Manually setting an :xmlns attribute for the emitter (the parser will never generate such), now exactly behaves as in xml: It transforms non-namespaced tags within the current element into a default xmlns.

Effectively, this specifies a second representation for elemens, that's not canonical and useful mainly for emitting. For QNames, there is already a precedent: Accepting QName instances, keywords, strings in the emitter.

https://dev.clojure.org/jira/browse/DXML-52

This motivates a normalization function, to make equal fragments clojure.core/=

Runtime data structures

;; <rdf:nil xmlns:rdf="http://www.w3.org/1999/02/22-rdf-syntax-ns#"/>
;; would be represented in clojure as 

;; [r1] no more 
;; (declare-ns :xml.rdf "http://www.w3.org/1999/02/22-rdf-syntax-ns#") ; globally associates the clojure namespace xml.rdf with the rdf xmlns
;; {:tag :xml.rdf/nil} ; now denotes an rdf element with the qualified name {http://www.w3.org/1999/02/22-rdf-syntax-ns#}nil
;; [r1] instead of declare-ns and alias-ns, we now have
(alias-uri :rdf "http://www.w3.org/1999/02/22-rdf-syntax-ns#") 
{:tag ::rdf/nil}
;; which the reader expands to {:tag :xmlns.http%3A%2F%2Fwww.w3.org%2F1999%2F02%2F22-rdf-syntax-ns%23/nil}

;; a reader macro can be used to refer to xmlns in clojures alias facilities [alias, refer :as, e.g.
(require '[#xml/ns "http://www.w3.org/1999/02/22-rdf-syntax-ns#" :as rdf]))
{:tag ::rdf/nil} ; ] can be used to introduce shorthands
;; in clojurescript, this is the only way, as there is no alias-uri there
;; what makes this awkward, is that in this case, http%3A%2F%2Fwww/w3/org%2F1999%2F02%2F22-rdf-syntax-ns%23.clj, + one with all the % replaced by _PERCENT_ for .cljs, need to exist on the classpath.
;; there is hope for this, though: http://dev.clojure.org/jira/browse/CLJ-2030

canonical representation

Even if the emitter accepts a slightly larger set of representations, the parser should produce a very uniform data structure, which should map xml infoset equality to clojure equality and match, what a user would write by hand.
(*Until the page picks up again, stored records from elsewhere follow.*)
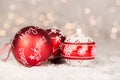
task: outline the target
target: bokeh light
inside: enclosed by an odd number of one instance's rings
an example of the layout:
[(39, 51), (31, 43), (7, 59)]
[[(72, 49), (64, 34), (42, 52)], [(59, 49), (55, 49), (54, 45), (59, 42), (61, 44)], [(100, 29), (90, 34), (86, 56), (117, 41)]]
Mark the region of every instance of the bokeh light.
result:
[(70, 36), (85, 24), (81, 28), (94, 39), (120, 38), (120, 0), (2, 0), (0, 5), (0, 37), (12, 37), (29, 25), (57, 26)]

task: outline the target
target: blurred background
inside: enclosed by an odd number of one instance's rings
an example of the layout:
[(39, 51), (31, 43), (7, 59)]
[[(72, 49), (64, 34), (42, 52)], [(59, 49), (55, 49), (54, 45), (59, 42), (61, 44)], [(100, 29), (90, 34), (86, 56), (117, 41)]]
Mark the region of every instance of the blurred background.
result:
[(0, 0), (1, 45), (25, 26), (57, 27), (68, 37), (78, 24), (97, 43), (99, 54), (119, 53), (120, 0)]

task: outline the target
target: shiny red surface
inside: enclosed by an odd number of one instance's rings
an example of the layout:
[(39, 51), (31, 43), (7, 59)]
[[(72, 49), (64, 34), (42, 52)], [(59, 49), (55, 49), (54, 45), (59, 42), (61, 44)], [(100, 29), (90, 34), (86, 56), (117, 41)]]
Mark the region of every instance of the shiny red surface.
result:
[(52, 53), (52, 42), (47, 32), (34, 26), (16, 33), (11, 47), (16, 60), (25, 66), (41, 65)]
[[(53, 45), (52, 56), (54, 56), (54, 57), (60, 56), (60, 54), (61, 54), (60, 45), (61, 45), (61, 43), (64, 42), (65, 36), (61, 35), (61, 31), (58, 29), (56, 29), (56, 33), (52, 32), (52, 29), (47, 29), (46, 31), (52, 40), (52, 45)], [(56, 37), (59, 37), (59, 40), (57, 40)]]

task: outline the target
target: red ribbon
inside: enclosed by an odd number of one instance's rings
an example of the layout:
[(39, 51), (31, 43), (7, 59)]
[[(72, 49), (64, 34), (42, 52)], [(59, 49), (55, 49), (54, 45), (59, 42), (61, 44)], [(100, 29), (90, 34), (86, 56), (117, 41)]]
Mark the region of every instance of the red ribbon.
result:
[[(11, 43), (6, 43), (6, 44), (4, 44), (4, 46), (0, 49), (0, 55), (2, 55), (2, 54), (4, 53), (5, 49), (8, 48), (9, 45), (11, 45)], [(9, 48), (9, 51), (8, 51), (7, 57), (4, 58), (3, 61), (7, 61), (7, 60), (8, 60), (11, 51), (12, 51), (11, 48)]]

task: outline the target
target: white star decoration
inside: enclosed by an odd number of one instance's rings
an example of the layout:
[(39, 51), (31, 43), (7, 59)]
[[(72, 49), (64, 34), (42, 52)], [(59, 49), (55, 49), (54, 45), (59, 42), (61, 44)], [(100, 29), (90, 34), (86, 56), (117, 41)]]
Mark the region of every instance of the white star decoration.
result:
[(30, 55), (29, 58), (30, 58), (31, 60), (33, 60), (33, 59), (35, 59), (35, 56)]
[(56, 32), (57, 32), (57, 29), (56, 29), (56, 28), (53, 28), (53, 29), (51, 29), (51, 32), (56, 33)]
[(72, 53), (71, 46), (65, 46), (64, 52), (66, 56), (70, 56)]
Unfortunately, percent-encoding uri-namespaces don't quite fit the bill on user-friendliness, but outside of clojure's kw-aliasing facilities, this can still be fixed by using reader tags.

Since the emitter accepts a larger set of representations, there is a normalization function for xml fragments, called canonicalize. Additionally, there is clojure.data.xml/= as a possibly more efficient version of #(clojure.core/= (canonicalize %1) (canonicalize %2))

xml elements

Elements are represented as maps with keys #{:tag :attrs :content}. The canonical representation is a clojure.data.xml.node/Element defrecord, exposed through the constructors element and element*.

clojure.data.xml.node/Element implements a custom equality, compatible with maps. It does not, however, use clojure.data.xml/=, in order to preserve commutativity.

element* takes tag name, attributes, a content list, and optional metadata. It can be used to construct non-canonical representations.

element takes content varargs and canonicalizes its tag, attributes and content maps. It wont canonicalize content elements.

xml names

̶I̶n̶ ̶t̶h̶e̶ ̶g̶e̶n̶e̶r̶a̶l̶ ̶c̶a̶s̶e̶,̶ ̶x̶m̶l̶ ̶n̶a̶m̶e̶s̶ ̶a̶r̶e̶ ̶r̶e̶p̶r̶e̶s̶e̶n̶t̶e̶d̶ ̶a̶s̶ ̶(̶Q̶N̶a̶m̶e̶s̶)̶[̶h̶t̶t̶p̶:̶/̶/̶d̶o̶c̶s̶.̶o̶r̶a̶c̶l̶e̶.̶c̶o̶m̶/̶j̶a̶v̶a̶e̶e̶/̶1̶.̶4̶/̶a̶p̶i̶/̶j̶a̶v̶a̶x̶/̶x̶m̶l̶/̶n̶a̶m̶e̶s̶p̶a̶c̶e̶/̶Q̶N̶a̶m̶e̶.̶h̶t̶m̶l̶]̶ ̶o̶r̶,̶ ̶i̶f̶ ̶t̶h̶e̶y̶ ̶h̶a̶v̶e̶ ̶n̶o̶ ̶n̶a̶m̶e̶s̶p̶a̶c̶e̶ ̶u̶r̶i̶,̶ ̶a̶s̶ ̶k̶e̶y̶w̶o̶r̶d̶.̶
̶d̶a̶t̶a̶.̶x̶m̶l̶ ̶h̶a̶s̶ ̶a̶ ̶f̶a̶c̶i̶l̶i̶t̶y̶ ̶t̶o̶ ̶a̶s̶s̶o̶c̶i̶a̶t̶e̶ ̶c̶l̶o̶j̶u̶r̶e̶ ̶n̶a̶m̶e̶s̶p̶a̶c̶e̶s̶ ̶w̶i̶t̶h̶ ̶x̶m̶l̶ ̶n̶a̶m̶e̶s̶p̶a̶c̶e̶ ̶u̶r̶i̶s̶.̶ ̶W̶h̶i̶c̶h̶ ̶a̶l̶l̶o̶w̶s̶ ̶c̶l̶o̶j̶u̶r̶e̶'̶s̶ ̶s̶h̶o̶r̶t̶h̶a̶n̶d̶-̶s̶y̶n̶t̶a̶x̶ ̶f̶o̶r̶ ̶n̶a̶m̶e̶s̶p̶a̶c̶e̶d̶ ̶k̶e̶y̶w̶o̶r̶d̶s̶ ̶t̶o̶ ̶b̶e̶ ̶u̶s̶e̶d̶:̶

Xml qnames are uniformly encoded into keywords, by urlencoding the xmlns uri into the keyword namespace. For names in the empty namespace, non-namespaced keywords are used.

<foo/> => {:tag :foo}

<n:foo xmlns:n="NO:NO/NO" /> => {:tag :xmlns.NO%3ANO%2FNO/foo}

<foo xmlns="NO:NO/NO" /> => {:tag :xmlns.NO%3ANO%2FNO/foo}

Similar to xml serialization, the kw-ns :xmlns/... and :xml/... are given special treatment: Even though you can still emit them, by giving their full namespace uri, their canonical representation is the short form.

Additional, non-canonical qnames types in the emitter:

xml attributes

Are stored in hash-maps. The parser removes xmlns attributes from the attr hash and stores them in metadata (accessible via clojure.data.xml/element-nss).

The namespace environment can be augmented by associating :xmlns and :xmlns/<prefix> attributes.

Associating attributes :xmlns or :xmlns/<prefix> denotes a non-canonical representation for namespaced xml, where you can scope tag names, similar to xml, this is akin to the 0.0.8 API, but only for the emitter.